You loved them because your chart said so.

We once traced our love in the sky, believing the planets conspired in our favor. Mercury in sync, Mars in trine—we thought the universe nodded in approval. It felt easier, safer, to trust the stars than to trust ourselves. Symbols replaced conversation. Aspects stood in for effort.

But time wore away the glow of destiny. The warmth between us cooled, not with catastrophe, but with silence. We mistook compatibility for connection. We leaned on charts to explain closeness, then distance. Slowly, the myth unraveled. We had expected the heavens to hold us together, but they offered no shelter when the storms came.

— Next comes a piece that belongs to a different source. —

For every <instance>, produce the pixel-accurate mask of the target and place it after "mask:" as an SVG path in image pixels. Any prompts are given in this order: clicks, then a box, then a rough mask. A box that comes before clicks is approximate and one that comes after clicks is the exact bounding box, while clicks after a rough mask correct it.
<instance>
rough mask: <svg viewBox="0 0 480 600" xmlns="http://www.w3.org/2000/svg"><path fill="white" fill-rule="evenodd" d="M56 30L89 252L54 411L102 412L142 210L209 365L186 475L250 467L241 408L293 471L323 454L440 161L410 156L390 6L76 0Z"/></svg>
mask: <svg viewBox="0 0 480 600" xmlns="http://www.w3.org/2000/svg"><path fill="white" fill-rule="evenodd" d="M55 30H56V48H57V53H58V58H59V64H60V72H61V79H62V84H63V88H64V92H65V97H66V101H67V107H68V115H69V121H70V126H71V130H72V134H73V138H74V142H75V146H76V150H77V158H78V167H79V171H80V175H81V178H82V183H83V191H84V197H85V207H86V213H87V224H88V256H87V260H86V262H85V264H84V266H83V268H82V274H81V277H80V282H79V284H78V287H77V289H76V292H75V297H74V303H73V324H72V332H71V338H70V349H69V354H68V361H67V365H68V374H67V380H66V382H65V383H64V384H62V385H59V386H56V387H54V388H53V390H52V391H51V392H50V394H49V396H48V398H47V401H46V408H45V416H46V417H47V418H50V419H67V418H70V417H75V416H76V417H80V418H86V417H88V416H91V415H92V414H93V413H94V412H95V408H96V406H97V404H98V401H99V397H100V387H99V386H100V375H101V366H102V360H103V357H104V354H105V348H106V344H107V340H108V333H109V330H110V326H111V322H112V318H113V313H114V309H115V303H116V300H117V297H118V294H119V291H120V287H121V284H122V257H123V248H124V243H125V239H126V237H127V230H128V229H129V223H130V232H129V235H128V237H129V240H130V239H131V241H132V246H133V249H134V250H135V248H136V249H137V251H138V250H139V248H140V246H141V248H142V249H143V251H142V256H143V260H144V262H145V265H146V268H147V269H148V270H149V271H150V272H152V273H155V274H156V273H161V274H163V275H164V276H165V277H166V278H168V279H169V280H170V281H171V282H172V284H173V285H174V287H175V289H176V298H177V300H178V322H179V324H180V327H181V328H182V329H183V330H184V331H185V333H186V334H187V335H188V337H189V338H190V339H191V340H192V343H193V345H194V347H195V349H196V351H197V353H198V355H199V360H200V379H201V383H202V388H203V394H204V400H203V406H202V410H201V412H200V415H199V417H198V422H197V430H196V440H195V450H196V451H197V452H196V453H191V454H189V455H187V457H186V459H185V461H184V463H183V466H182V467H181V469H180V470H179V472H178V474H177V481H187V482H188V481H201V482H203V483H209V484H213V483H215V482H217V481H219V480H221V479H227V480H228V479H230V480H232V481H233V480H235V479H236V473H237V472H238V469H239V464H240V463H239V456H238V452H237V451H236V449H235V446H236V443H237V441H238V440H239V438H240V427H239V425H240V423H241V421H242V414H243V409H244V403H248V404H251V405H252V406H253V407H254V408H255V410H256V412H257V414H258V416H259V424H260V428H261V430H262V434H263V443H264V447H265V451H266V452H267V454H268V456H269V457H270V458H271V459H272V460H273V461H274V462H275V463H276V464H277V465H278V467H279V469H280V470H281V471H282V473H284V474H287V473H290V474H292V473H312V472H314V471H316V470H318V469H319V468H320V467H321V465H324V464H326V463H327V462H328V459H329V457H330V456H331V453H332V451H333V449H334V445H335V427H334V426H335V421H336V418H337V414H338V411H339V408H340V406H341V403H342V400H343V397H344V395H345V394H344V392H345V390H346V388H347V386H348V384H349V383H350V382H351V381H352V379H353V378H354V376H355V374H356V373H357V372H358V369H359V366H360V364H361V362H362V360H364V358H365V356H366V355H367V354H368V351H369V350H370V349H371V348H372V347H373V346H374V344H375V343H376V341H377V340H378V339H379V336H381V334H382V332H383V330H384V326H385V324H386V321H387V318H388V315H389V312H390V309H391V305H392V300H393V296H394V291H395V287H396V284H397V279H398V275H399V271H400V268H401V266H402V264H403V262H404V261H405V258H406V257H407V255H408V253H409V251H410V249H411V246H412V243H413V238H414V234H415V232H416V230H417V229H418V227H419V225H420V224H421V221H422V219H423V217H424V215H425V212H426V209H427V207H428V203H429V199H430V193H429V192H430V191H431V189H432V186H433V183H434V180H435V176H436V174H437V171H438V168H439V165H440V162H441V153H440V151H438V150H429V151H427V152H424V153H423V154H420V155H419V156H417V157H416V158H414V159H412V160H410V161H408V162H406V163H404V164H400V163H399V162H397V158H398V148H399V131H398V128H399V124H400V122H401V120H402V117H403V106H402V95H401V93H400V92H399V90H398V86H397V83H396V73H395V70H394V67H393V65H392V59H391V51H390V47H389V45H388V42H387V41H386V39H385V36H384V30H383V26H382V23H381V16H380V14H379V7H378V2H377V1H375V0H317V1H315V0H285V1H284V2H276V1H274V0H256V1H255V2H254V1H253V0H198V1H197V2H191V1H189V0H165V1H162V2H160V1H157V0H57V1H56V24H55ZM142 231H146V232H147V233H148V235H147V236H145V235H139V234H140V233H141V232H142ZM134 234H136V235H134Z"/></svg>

There were no cosmic answers for the mundane struggles—miscommunication, fear, unmet needs. No planet explained the drift between us. The astrology that once seemed like a mirror began to feel like a veil, softening the hard edges of reality.

We began to see each other not as archetypes, but as people—flawed, uncertain, evolving. We stopped asking what the full moon might mean for our love and started asking each other how we really felt. Love, it turned out, wasn’t written anywhere. It had to be created, sustained, questioned, and redefined.

It was in the way we tried again after failing. In late-night talks where no retrograde was blamed. In the recognition that we chose each other, not once, but over and over—despite disappointments, not because of predictions.

Maybe the stars were never dishonest. Maybe they were just symbols—beautiful, but mute. And maybe that’s enough. To find poetry in the sky but meaning in each other.

In the end, love isn’t about alignment. It’s about presence. Not fate, but effort. Not signs, but seeing. And in that choice, daily and deliberate, we found something real.